I strongly oppose Proposition 54, which would prohibit state and local agencies from collecting, analyzing or applying racial and ethnic data.|
Proposition 54 is bad for health care, bad for education, bad for public policy. It is a thinly veiled attempt to allow racial discrimination without leaving a paper trail.
Proponents of this initiative want to toss us into the Dark Ages with a 16th Century approach to problem solving: "Give us less information and it will make us a more just society."
But leadership isn't sticking your head in the sand. Leadership isn't based on ignorance or running away from information. Leadership is taking in as much accurate information as possible and using it to look a problem square in the eye.
We can't solve our problems without accurate information — or by sticking our heads in the sand and pretending that we live in a colorblind society when we clearly don't.
Look at the statistics. They show a playing field that remains far from level.
No Level Playing Field
There's no level playing field in education. Poor students of color are four times more likely than their wealthier white counterparts to experience high teacher turnover, and twice as likely to have old or insufficient textbooks at school. Blacks and Latinos are also more likely to have teachers who lack full certification.
That's not the only way students of color suffer. They are also punished disproportionately to their numbers. In San Francisco, for instance, African American students are suspended or expelled at more than three times their proportion of the general school population.
And Black and Latino students are also less likely to graduate in four years, take advanced courses in math, or take the SAT exam.
It's no coincidence that inequities in education are mirrored in the criminal justice system.
How can we claim to be a colorblind society when California's black population is only 7 percent, but we have a prison population that is 32 percent black?
The numbers are equally bleak on the national level, where a glaring double standard has been a hallmark of our drug policy for decades. That's why African Americans make up only 13 percent of the country's drug users but 55 percent of those convicted of drug crimes and 74 percent of those imprisoned.
And race is a crucial factor in determining who is sentenced to die. In 1990 a report from the General Accounting Office concluded that "in 82 percent of the studies [reviewed], race of the victim was found to influence the likelihood of being charged with capital murder or receiving the death penalty, [in other words] those who murdered whites were more likely to be sentenced to death than those who murdered blacks."
You want more proof the social playing field is still skewed?
Fact: the percentage of uninsured Latinos is more than three times higher than that of whites. Fact: California has one of the nation's widest income gaps between minorities and whites.
Doomed to Ignorance?
Is this information what the backers of Proposition 54 are afraid of? If they are so confident we're living in a colorblind society, they should let us gather the information that proves it — not make it illegal. Instead, they want to doom us to ignorance about some of the most important social problems in California.

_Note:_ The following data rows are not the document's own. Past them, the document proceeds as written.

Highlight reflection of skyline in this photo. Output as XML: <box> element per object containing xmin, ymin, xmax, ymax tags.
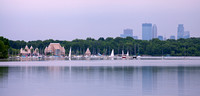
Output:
<box><xmin>142</xmin><ymin>67</ymin><xmax>157</xmax><ymax>94</ymax></box>
<box><xmin>0</xmin><ymin>66</ymin><xmax>200</xmax><ymax>96</ymax></box>
<box><xmin>177</xmin><ymin>67</ymin><xmax>184</xmax><ymax>96</ymax></box>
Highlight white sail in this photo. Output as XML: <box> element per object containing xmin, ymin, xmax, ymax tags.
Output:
<box><xmin>126</xmin><ymin>51</ymin><xmax>129</xmax><ymax>56</ymax></box>
<box><xmin>69</xmin><ymin>47</ymin><xmax>72</xmax><ymax>58</ymax></box>
<box><xmin>110</xmin><ymin>49</ymin><xmax>114</xmax><ymax>57</ymax></box>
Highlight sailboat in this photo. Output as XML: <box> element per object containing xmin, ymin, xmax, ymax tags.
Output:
<box><xmin>109</xmin><ymin>49</ymin><xmax>115</xmax><ymax>57</ymax></box>
<box><xmin>69</xmin><ymin>47</ymin><xmax>72</xmax><ymax>60</ymax></box>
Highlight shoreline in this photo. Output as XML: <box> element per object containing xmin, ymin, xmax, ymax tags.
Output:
<box><xmin>0</xmin><ymin>60</ymin><xmax>200</xmax><ymax>67</ymax></box>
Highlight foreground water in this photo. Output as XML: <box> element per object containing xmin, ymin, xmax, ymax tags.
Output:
<box><xmin>0</xmin><ymin>60</ymin><xmax>200</xmax><ymax>96</ymax></box>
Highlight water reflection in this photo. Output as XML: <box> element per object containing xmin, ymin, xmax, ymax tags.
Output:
<box><xmin>0</xmin><ymin>66</ymin><xmax>200</xmax><ymax>96</ymax></box>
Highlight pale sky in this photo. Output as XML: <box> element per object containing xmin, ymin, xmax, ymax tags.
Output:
<box><xmin>0</xmin><ymin>0</ymin><xmax>200</xmax><ymax>41</ymax></box>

Race remains the great divide in American society, and we won't be able to bridge it unless we are able to first document that it exits.
And, under Proposition 54, we won't be able to celebrate our successes in bridging that divide. If we are making gains when it comes to leveling the playing field in education, health care, poverty or criminal justice, shouldn't we be able to measure and record this as well?
The bottom line is: we'll never create a color-blind society by making government blind to racial discrimination.
And those who support and put forth discriminatory measures like Proposition 54 need to be told loud and clear, in no uncertain terms, that discrimination in any form, no matter how disguised, has no place in California. We're better than that.